Treatment is supportive rather than curative. Thiazide diuretics are commonly used to lower urinary calcium excretion, often by more than 40 percent at adequate doses. These drugs increase calcium reabsorption in the distal tubule, but they carry risks including low potassium, dehydration, and muscle cramping. Close monitoring is required.
Drugs that block the renin-angiotensin system, such as ACE inhibitors or ARBs, do not meaningfully reduce the characteristic proteinuria and have uncertain benefit for slowing kidney decline in Dent disease.
Bone disease often responds to targeted therapy. Vitamin D supplementation and phosphate repletion can improve bone mineralization and, in some cases, reduce hypercalciuria. Growth hormone therapy has been used in children with growth failure without accelerating kidney function loss.
Long-term surveillance is essential. At minimum, patients should have yearly monitoring of kidney function, urinary calcium, blood pressure, hemoglobin, and serum calcium and phosphorus. As chronic kidney disease advances, monitoring should become more frequent.

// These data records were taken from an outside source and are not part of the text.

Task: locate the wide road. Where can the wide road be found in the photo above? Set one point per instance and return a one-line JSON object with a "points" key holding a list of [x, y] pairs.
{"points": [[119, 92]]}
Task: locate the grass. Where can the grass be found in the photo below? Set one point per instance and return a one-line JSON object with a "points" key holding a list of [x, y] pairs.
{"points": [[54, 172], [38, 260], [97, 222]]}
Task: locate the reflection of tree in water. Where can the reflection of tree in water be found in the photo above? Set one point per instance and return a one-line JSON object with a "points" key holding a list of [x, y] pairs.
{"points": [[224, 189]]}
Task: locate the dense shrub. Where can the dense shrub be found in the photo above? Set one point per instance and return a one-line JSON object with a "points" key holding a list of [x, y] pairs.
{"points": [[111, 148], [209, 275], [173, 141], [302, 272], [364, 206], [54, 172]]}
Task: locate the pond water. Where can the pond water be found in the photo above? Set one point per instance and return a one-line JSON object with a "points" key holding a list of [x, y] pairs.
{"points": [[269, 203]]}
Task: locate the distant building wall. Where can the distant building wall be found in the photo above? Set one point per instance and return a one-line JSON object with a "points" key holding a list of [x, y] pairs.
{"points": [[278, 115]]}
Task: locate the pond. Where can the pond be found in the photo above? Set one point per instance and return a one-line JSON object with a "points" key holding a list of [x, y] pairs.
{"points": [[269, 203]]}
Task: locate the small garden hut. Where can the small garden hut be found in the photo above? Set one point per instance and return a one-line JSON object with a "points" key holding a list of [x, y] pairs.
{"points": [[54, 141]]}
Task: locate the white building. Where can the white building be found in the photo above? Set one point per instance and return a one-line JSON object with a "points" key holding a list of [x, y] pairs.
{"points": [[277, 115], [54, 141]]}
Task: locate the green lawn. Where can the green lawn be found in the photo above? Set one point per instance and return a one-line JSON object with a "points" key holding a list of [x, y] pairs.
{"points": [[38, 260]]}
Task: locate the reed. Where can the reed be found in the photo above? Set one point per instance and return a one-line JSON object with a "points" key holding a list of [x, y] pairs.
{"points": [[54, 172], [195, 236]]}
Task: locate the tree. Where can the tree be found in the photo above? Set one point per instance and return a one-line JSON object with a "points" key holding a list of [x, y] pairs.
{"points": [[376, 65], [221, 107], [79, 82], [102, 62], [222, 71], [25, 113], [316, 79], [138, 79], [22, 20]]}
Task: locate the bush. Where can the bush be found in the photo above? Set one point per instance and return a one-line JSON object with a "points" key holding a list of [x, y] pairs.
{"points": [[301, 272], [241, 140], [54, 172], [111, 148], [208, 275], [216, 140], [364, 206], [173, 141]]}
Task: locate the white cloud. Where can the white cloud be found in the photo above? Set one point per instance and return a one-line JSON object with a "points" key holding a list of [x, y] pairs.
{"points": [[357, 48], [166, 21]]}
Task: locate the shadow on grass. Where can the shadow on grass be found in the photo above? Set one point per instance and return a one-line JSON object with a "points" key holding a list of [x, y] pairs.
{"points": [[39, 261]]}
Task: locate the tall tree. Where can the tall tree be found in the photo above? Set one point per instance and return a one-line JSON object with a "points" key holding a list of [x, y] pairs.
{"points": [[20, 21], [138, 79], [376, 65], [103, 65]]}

Avoidance of nephrotoxins is critical, including NSAIDs, aminoglycoside antibiotics, and intravenous contrast when possible.
Despite optimal care, many patients progress to end-stage kidney disease. Renal replacement therapy, including dialysis or transplantation, becomes necessary in approximately 30 to 80 percent of affected males, often between the third and fifth decades of life. Importantly, Dent disease does not recur after kidney transplantation because the defect is intrinsic to the native kidneys.
Genetic testing plays a key role in diagnosis and family counseling. At-risk male relatives should be evaluated through molecular testing or by measuring urinary low-molecular-weight proteins, which can identify affected individuals before significant kidney damage occurs.